やっぱり、はげまされました! 素敵なご家族だと思います
★★★★★
この本にすべての答えを求めていません。
わが娘も小5になりまして、あやちゃんと似ているところもありますが、多様な障がいだけに、個別の対応が大切と思います。
同じ障がいのある娘を持つ母として、あべさんの本には、たくさん「はげまし」「共感」をいただいています。
あやちゃんなりのスピードで成長し、あやちゃんなりの幸せを見つけられますように・・・
(私も、わが子にそのように望んでいます)
障がいの本を読みますと、現実の厳しさに、たびたび落ち込んでしまう私ですが、「くすっ」と笑ってしまう、優しさのあふれる貴重な癒しBOOKです。
療育内容や人間関係・・・1冊には描ききれないエピソードもあるんじゃあないのかな。
お母様、とても頑張ってると思いますよ。「愛」がいっぱい感じられます。
ファンだからこそ気になったこと
★★★☆☆
前作、前々作同様、あやちゃんは本当に可愛らしい。親御さんも一生懸命に療育に取り組み、成長していくあやちゃんを支援しているのがとてもよく伝わってくる。特にファッションショーの回などは本当に愛らしく、読んでいて笑みがこぼれた。
あくまでも好感をもって、ずっと読んできていることを最初にお伝えしたい。
ただ、この作品で私が気になったのは、あやちゃんの他害行動や、悪気のない迷惑をかけてしまう行為と、それに対する対処だ。
お友達にかみついた、という件に関し、一回目については気の毒なくらい謝罪している様が描写されている。
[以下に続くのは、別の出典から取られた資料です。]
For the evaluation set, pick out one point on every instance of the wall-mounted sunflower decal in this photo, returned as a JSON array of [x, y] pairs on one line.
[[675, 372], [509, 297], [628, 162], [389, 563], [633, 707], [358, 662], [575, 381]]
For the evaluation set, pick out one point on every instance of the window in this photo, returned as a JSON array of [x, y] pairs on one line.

しかしながら、次にあやちゃんが一人で移動している際、いつも先生と移動しているあやちゃんのためにストップをかけてくれたお友達にかみついた件に関しては、「どちらもかわいそう」というコメントだけで終わってしまっている。
確かに、あやちゃんにしてみれば先生の指示に従おうとしているのに、それを遮られ、コミュニケーションのすべが限られていて、仕方なくかみついてしまったのだろう。それは非常によく伝わった。
けれども、もうその時点であやちゃんも4年生。今はもっと大きく成長していると思うのだけれど、うまくいかないときにかみつく、という行為はそろそろ許されなくなっていく。自分の意思が伝わらない時にかみついてしまうのであれば、どんなにあやちゃんが可愛くても、社会生活を送るのは難しくなっていく。
どちらもかわいそう、というのも親御さんの心情としては分かるのだが、かみつかれた子に対する謝罪の一文はこのエピソードを紹介するのであれば先述の別のかみつかれた子に対する謝罪の場面ほどではなくても載せておくのが当然ではないかと思う。また、構造化に力を入れていたり、日常活動においてもサポートされているのはよくわかるのだが、いわゆるかみつく、いきなり服を脱ぐ、脱走するなどの逸脱行動を取らないように、「〜しません」と伝える以外で何らかの対策を取っているのであればそれを紹介して欲しかったと思う。
弟さんもかみつかれているということだったが、もう保育園から小学校、ある程度認識も深まっている弟さんに、どのように何故お姉ちゃんにかみつかれるのか、ということを説明しているのかも知りたかった。
また、親御さんのこだわりとして、交流学級にランドセルを置きたい、給食は交流学級で、ということを強調して書かれているのだが、是非その理由を載せていただければ、非常に説得力があったと思う。
とても素直に、淡々とユーモアを交えながら自閉症児とそのご家族の生活を素敵に描かれているお勧めしたい本なだけに、今回はコメントさせていただきました。ごめんなさい。